I’ll do another top 5 in a couple of months, but for now – the above are my favourites! Enjoy.

Top five plugins I’d recommend for WordPress

Well, you’ll probably know GEEK! (and most of the other sites I run) strongly rely on WordPress. It’s a fantastic platform, not only for blogging. It’s extremely customizable and you can just spend hours messing around with all the config with it. It’s also extremely reliable and as long as your server is up, it is there open to the web. And if you’ve got WordPress installed with cPanel on your server, running your website is a dream. Perhaps sometime I’ll do a post on cPanel.

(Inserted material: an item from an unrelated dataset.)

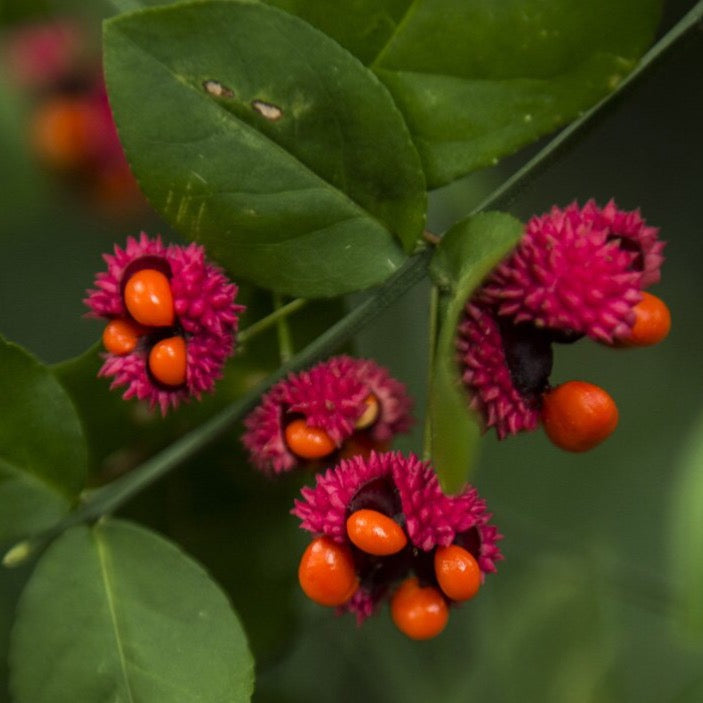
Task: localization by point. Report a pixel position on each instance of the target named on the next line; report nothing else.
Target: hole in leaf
(267, 110)
(217, 90)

Anyway, I also use quite a few plugins with GEEK!. Some of them are vital to me, and some of them I just use to add a bit of feel to the site. So, I thought I would do a top 5 to show my favourite and most loved plugins for WordPress. Remember, all plugins are free and a lot of them are open source so don’t restrain yourself. However try not to have too many as it will hog up resources on your server and your webhost may not be too happy about this. I would definitely say don’t use more than 15 simultaneously.

Here are your top 5:

  1. Statpress: A fantastic stats system for any blog or site hosted with WordPress. It monitors all the traffic coming into your site, and manages it into individual visitors, pageviews, spiders (bots) and feeds. You can look at detailed statistics on what browser, OS, country and versions each IP that visited your site was using. You can monitor specific IPs and search for specific results. The only thing I don’t like is that you can’t get it to ignore your own IP (as far as I know anyway) so that might be an issue for some users. Try it anyway, it uses little resources and doesn’t use Javascript so won’t miss anyone not using Javascript.
  2. Sidebar Login: I like this plugin because it means any user can log onto their account with your site by just using the sidebar of your site. Saves having to go to the wp-login page. I mainly have it because I’m lazy, but also because it is very useful. I prefer it to the meta widget WordPress provides.
  3. All in One SEO Pack: A great plugin if you want to get your site out on the web search sites (which… most people do). Will sort out your META title, description and tags for you. Just type in what you want and it will make sure its on search engines like Google and Yahoo.
  4. Genki Announcement: A simple but useful plugin which allows you to post announcements on your site. It proves quite useful if you need to alert users of scheduled downtimes or other simular warnings. It’s not compatitable with all themes, but most work so you should be OK.
  5. Peter’s Custom Anti-Spam (external): A great system for comment SPAM reduction. Will add a CAPTCHA to your website’s comments form so that real users will be seperated from computer spam. You can also set it so registered users that are logged in do not have to fill the CAPTCHA in. If you’re getting lots of spam, this is the plugin for you.

So there you have it – my favourite WordPress plugins. They are all compatitable with WordPress 2.7 (I’ve tested them) so you should be fine. See what you think. If you’ve got any other great plugins you’d like to recommend, throw in a comment!